Nvidia shares dropped more than 6%. Broadcom fell nearly 8%. The S&P 500 declined 2.64% on the same day.
South Korea takes the harder hit
The KOSPI had been on a remarkable tear, rising approximately 78-83% year-to-date before the correction hit on June 23. Samsung Electronics and SK Hynix, two of the world’s most important memory chip manufacturers, both plummeted more than 10%. Circuit breakers were activated to halt trading.
The dot-com comparison is getting louder
Analysts have started drawing parallels to the late 1990s dot-com era, when speculative excess drove technology valuations to levels completely detached from underlying business reality. Companies across the tech sector have been spending tens of billions on AI infrastructure, from data centers to custom chips to cooling systems. Broadcom’s guidance suggested that the translation from spending to revenue growth might not be as clean or as fast as the market had assumed.

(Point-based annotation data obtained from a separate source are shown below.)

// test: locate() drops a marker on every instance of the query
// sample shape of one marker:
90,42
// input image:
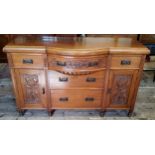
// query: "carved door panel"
31,88
121,88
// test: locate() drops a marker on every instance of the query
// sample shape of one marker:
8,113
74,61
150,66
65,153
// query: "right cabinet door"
121,88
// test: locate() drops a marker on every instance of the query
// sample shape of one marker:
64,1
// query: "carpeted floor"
144,109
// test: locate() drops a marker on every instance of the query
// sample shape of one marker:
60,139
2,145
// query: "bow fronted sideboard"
75,72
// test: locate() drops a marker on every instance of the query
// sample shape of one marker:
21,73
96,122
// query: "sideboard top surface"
76,45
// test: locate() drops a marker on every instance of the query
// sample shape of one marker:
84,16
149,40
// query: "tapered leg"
154,78
21,112
130,113
102,113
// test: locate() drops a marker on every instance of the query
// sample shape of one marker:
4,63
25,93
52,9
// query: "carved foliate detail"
78,63
31,86
121,88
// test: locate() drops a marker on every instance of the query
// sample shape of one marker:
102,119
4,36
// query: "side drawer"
62,81
22,60
76,99
125,62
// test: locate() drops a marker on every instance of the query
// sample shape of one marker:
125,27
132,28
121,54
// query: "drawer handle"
91,79
59,63
92,64
63,79
125,62
43,90
63,99
88,99
27,61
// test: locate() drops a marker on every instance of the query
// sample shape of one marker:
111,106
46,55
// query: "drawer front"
70,64
125,62
28,60
76,98
61,81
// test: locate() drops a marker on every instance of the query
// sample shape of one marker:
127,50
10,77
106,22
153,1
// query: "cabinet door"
31,88
121,88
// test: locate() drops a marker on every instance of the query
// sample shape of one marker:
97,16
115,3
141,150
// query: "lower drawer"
75,99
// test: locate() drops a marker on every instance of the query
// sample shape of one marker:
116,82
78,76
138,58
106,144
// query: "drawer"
76,98
22,60
76,64
61,81
125,62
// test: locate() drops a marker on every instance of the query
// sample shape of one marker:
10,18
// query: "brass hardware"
43,90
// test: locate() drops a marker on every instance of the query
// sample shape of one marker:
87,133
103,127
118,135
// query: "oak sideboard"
75,72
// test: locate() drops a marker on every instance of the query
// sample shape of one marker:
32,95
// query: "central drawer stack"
76,82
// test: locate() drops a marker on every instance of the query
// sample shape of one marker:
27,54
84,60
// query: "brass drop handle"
27,61
125,62
89,79
63,99
43,90
63,79
89,99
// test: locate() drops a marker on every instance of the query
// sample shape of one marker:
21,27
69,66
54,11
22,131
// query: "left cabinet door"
31,85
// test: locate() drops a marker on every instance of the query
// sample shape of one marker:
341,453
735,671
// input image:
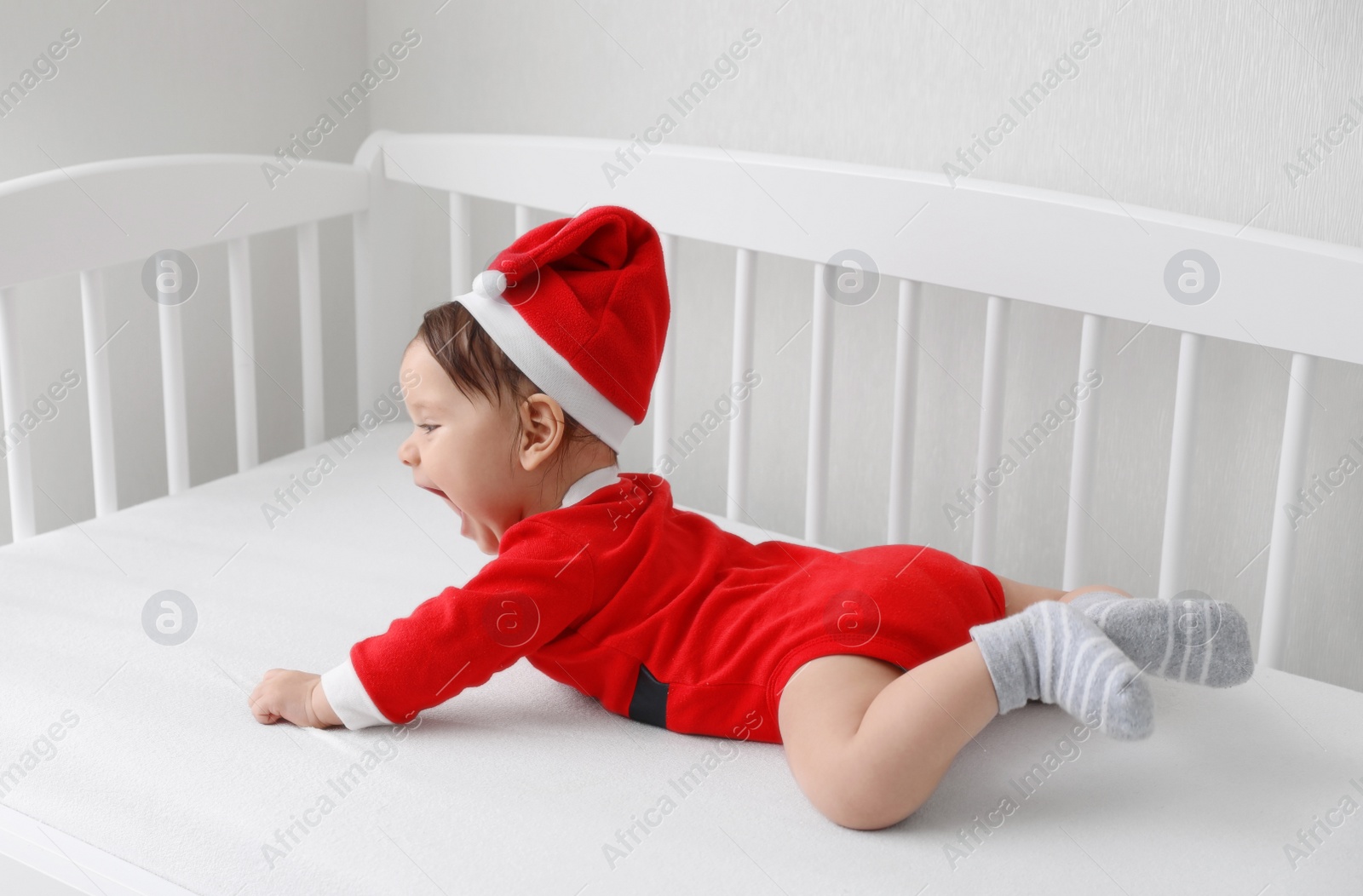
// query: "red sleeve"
540,584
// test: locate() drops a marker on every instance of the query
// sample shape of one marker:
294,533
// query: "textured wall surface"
1193,108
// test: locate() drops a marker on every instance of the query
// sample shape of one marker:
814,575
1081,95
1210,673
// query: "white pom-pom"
491,284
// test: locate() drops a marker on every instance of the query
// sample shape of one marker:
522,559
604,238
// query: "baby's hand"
297,696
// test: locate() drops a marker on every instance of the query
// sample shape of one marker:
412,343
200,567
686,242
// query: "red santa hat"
581,305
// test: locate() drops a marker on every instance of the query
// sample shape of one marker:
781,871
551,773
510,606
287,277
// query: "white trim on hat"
538,361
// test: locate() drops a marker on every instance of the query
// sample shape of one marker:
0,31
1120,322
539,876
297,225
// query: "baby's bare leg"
869,744
1019,595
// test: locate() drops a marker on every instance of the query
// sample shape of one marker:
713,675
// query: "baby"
872,666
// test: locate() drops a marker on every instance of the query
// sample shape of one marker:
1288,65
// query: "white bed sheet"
520,784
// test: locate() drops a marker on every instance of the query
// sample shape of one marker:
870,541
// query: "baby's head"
484,436
533,379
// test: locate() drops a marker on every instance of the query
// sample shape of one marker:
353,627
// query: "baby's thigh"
818,712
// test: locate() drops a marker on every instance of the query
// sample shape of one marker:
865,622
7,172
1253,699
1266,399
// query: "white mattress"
520,784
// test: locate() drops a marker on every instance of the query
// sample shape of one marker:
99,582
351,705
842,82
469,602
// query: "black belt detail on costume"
651,698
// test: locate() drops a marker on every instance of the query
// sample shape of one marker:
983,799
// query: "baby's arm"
297,696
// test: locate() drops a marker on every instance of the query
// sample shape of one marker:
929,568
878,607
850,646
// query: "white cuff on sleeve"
348,698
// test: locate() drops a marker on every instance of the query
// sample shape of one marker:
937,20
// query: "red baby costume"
658,613
663,616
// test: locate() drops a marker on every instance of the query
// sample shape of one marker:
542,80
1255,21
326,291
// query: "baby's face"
460,448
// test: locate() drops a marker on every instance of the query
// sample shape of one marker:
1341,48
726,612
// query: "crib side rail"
1101,257
89,217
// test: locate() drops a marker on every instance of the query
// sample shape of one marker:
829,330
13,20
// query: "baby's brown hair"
479,366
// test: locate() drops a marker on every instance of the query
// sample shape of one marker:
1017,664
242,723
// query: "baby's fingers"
261,709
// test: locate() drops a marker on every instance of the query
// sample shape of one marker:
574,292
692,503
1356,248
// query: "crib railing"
1008,243
88,217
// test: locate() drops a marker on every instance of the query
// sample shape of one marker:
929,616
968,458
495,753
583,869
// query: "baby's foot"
1053,652
1186,639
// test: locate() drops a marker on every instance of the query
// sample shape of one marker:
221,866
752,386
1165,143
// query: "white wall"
1189,108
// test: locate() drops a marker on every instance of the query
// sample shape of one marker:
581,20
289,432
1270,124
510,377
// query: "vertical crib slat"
20,461
821,398
243,350
461,244
1083,459
1297,429
1181,464
740,429
992,429
310,322
906,402
172,397
522,221
97,390
365,313
664,387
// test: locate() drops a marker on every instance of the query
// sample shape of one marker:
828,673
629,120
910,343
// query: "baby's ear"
543,429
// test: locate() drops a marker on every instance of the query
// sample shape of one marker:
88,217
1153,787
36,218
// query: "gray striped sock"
1188,639
1053,652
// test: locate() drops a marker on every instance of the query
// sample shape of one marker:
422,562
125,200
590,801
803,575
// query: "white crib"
167,786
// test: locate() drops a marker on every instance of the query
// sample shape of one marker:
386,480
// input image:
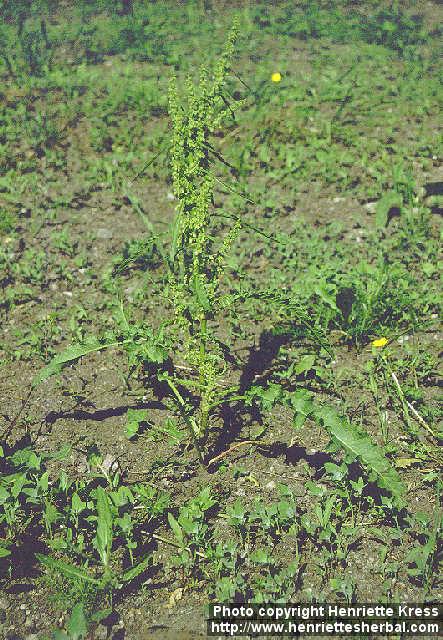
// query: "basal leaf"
104,526
72,353
68,570
361,446
77,626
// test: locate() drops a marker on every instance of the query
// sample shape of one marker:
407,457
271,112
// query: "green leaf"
104,526
304,364
361,446
176,528
200,292
99,615
77,627
68,570
386,202
74,352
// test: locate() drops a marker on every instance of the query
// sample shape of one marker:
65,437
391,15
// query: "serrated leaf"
77,627
68,570
72,353
361,446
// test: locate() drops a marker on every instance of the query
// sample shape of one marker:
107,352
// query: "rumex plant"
195,264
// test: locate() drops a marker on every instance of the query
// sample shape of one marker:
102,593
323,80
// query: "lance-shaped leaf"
361,446
68,570
72,353
104,526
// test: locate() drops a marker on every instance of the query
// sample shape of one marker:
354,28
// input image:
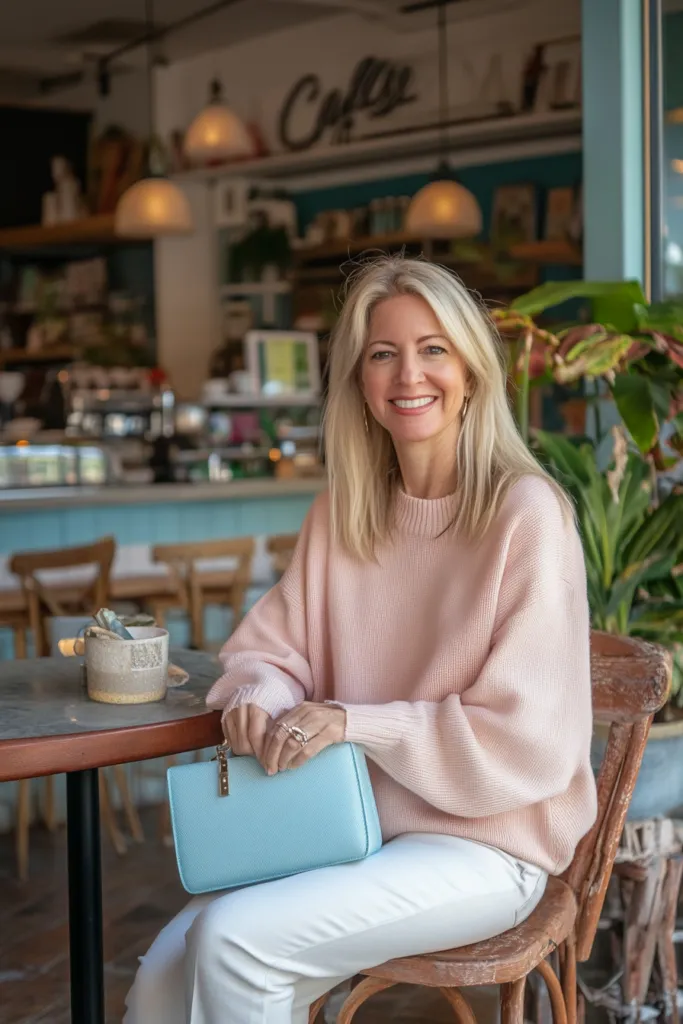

What this means for crypto investors
Tech stocks and digital assets have shown meaningful correlation during periods of broad risk-off sentiment. The stronger-than-expected jobs report also has implications for monetary policy timelines. If the Fed delays rate cuts, the liquidity environment that has supported both tech stocks and crypto prices simultaneously could tighten. Many publicly traded crypto-adjacent companies, mining firms, exchange operators, and blockchain infrastructure providers trade in sympathy with the broader tech sector.